Here’s an updated video for basic airbrushing and shading:

This Post Has 7 Comments

  1. Neil

    So I’m thinking about painting the frame of my PG Strike with Alclad Magnesium. If I were to paint on top of that with another paint like a Tamiya Clear Red for a metallic red will it eat the acrylic because Tamiya is acrylic? Also if I decide to hand brush detail with game workshops acrylic what would it do to those and is there anyways to make it work? Also thanks for all your posts they have helped me very much (one of the main reasons why I started gunpla) and inspired me to create my own blog.

  2. GameraBaenre

    Spraying tamiya acrylic over the alclad is fine. Hand painting is another issue, I’ve never done that so I don’t know what kind of results. Clear paints are different from regular paint in that it reacts and acts differently. I do not recommend hand painting clear paint at all. Alclad is formulated for the airbrush, and cannot be hand brushed. So if you are airbrushing the alclad, airbrush the clear.

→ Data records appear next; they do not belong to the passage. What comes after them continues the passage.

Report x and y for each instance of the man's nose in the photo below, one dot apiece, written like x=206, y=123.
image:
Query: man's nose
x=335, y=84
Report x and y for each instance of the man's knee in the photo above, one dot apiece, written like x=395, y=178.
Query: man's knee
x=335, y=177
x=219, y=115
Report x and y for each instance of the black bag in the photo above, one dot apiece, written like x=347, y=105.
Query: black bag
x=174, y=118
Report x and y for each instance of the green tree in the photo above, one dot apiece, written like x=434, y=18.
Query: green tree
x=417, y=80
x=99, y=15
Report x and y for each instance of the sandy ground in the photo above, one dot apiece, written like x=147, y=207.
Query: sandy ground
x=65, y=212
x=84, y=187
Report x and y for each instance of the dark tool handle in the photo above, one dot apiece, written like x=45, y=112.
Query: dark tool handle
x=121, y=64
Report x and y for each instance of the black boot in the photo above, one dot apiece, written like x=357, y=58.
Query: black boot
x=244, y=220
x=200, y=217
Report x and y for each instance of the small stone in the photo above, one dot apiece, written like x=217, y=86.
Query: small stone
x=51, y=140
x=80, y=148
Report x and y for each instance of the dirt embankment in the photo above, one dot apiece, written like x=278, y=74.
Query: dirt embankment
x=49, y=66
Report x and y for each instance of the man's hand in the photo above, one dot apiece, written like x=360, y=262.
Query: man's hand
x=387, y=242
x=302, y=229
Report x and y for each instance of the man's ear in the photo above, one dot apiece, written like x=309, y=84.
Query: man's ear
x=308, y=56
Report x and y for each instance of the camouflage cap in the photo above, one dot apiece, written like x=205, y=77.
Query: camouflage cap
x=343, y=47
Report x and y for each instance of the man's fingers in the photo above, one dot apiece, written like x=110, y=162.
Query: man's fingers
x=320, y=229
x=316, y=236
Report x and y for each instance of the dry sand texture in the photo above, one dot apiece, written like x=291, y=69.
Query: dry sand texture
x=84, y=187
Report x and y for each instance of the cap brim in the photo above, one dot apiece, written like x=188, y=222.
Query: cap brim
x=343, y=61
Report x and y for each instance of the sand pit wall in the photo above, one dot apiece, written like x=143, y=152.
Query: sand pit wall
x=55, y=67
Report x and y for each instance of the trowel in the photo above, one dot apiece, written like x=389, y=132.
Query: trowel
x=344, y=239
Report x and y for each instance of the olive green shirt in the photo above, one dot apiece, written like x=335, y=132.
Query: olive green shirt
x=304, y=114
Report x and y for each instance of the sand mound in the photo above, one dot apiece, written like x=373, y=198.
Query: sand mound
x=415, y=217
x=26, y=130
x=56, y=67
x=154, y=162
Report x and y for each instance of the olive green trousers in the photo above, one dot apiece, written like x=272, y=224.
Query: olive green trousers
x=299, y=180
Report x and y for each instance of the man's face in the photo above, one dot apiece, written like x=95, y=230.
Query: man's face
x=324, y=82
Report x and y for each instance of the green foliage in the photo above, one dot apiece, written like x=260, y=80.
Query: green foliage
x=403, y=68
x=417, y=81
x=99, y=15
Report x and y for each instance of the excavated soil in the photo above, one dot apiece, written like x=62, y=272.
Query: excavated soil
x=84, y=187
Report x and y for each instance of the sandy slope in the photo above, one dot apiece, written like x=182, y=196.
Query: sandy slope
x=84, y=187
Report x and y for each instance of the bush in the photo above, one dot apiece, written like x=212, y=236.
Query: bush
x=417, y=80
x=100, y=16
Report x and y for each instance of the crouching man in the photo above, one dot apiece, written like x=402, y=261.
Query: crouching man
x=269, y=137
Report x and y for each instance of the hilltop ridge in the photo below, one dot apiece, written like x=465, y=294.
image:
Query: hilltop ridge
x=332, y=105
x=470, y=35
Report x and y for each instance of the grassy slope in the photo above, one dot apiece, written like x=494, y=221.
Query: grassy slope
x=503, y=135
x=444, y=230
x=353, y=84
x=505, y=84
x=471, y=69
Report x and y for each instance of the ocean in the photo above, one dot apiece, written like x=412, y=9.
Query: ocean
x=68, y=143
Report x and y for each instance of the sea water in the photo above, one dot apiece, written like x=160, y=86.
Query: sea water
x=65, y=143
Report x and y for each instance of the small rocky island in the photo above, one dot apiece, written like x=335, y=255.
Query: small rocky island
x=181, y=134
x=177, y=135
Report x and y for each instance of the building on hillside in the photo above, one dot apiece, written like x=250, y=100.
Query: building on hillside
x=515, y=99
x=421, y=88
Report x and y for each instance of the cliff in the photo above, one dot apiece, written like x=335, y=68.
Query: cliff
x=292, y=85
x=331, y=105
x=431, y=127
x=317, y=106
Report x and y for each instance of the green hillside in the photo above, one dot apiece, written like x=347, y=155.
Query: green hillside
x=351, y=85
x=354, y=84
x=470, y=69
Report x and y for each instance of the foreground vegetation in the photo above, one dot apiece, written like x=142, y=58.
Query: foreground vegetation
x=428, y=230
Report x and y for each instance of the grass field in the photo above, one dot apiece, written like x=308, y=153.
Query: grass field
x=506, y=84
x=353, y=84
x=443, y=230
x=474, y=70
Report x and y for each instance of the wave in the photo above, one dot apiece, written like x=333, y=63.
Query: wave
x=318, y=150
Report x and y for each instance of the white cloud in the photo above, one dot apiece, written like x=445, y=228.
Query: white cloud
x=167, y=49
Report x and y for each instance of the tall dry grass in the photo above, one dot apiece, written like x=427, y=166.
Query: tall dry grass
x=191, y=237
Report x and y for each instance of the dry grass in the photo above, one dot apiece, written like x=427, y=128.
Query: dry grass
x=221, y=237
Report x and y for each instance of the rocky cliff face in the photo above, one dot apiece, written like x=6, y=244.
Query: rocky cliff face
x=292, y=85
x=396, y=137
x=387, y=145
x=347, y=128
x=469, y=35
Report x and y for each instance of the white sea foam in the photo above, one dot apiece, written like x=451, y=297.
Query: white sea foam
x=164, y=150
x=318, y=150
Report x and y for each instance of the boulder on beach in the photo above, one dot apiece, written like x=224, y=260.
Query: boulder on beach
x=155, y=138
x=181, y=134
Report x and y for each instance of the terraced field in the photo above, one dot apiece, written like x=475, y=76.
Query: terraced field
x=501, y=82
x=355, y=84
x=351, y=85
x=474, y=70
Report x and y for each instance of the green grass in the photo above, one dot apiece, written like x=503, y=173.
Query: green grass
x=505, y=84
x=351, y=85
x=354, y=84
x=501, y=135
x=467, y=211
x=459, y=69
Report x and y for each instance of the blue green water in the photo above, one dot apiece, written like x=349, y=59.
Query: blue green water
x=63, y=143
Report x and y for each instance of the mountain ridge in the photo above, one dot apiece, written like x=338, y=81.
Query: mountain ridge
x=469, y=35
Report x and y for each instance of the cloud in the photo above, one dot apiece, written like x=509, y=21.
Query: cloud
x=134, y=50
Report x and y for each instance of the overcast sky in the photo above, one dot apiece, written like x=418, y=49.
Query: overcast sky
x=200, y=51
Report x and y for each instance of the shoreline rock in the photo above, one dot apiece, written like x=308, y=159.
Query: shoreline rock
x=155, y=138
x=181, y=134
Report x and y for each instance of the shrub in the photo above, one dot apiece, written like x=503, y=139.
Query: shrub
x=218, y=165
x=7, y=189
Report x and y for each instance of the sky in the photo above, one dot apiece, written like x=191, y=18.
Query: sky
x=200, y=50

    As for hand brushing accents over the alclad; use an enamel and make sure you let the alclad cure for a full day to two days before hand brushing. Also testing out the specific brand of paint over the alclad is highly recommended to see if there are any adverse affects.

  3. Neil

    Thanks for the advice! I wasn’t planning on hand painting any of the clear paints, I do mostly airbrushing. I only plan on detailing some piping later on so its good to know what kind of paint I should use. Thanks again!

  4. Mgphyothant

    I am looking an airbrush for gundam modeling now. What kind of airbrush do you use? Do you think I will need the one with precise control? Could you recommend somethings else for me?

  5. John Karki

    I had ever seen the airbrush before. I read the guitarist magazine and Dowell Piers was trying to paint old guitar into new form. I like that quite very much and i excited to do that but problem is, i want to try airbrush painting and make it for my income generation. i can’t draw even a straight line. i want to present these techniques in my country (Nepal) as well. We don’t have such kind of painting yet in our country. Please help me with your wonderful ideas.

  6. Vae

    It’s probably a stupid question, but how do you clean your eye droppers ? I use disposable ones myself, because I can’t clean them good enough for my tastes :-/

  7. GameraBaenre

    I no longer use the eye droppers. After mixing paint for a while, you get used to eye balling it. But when I did use the eye droppers, I used glass ones and those are much easier to clean. The rubber piece can be removed and the entire glass part can be soaked in some thinner to clean them. I then use a paper towel and twist it into the eye dropper to completely clean it up.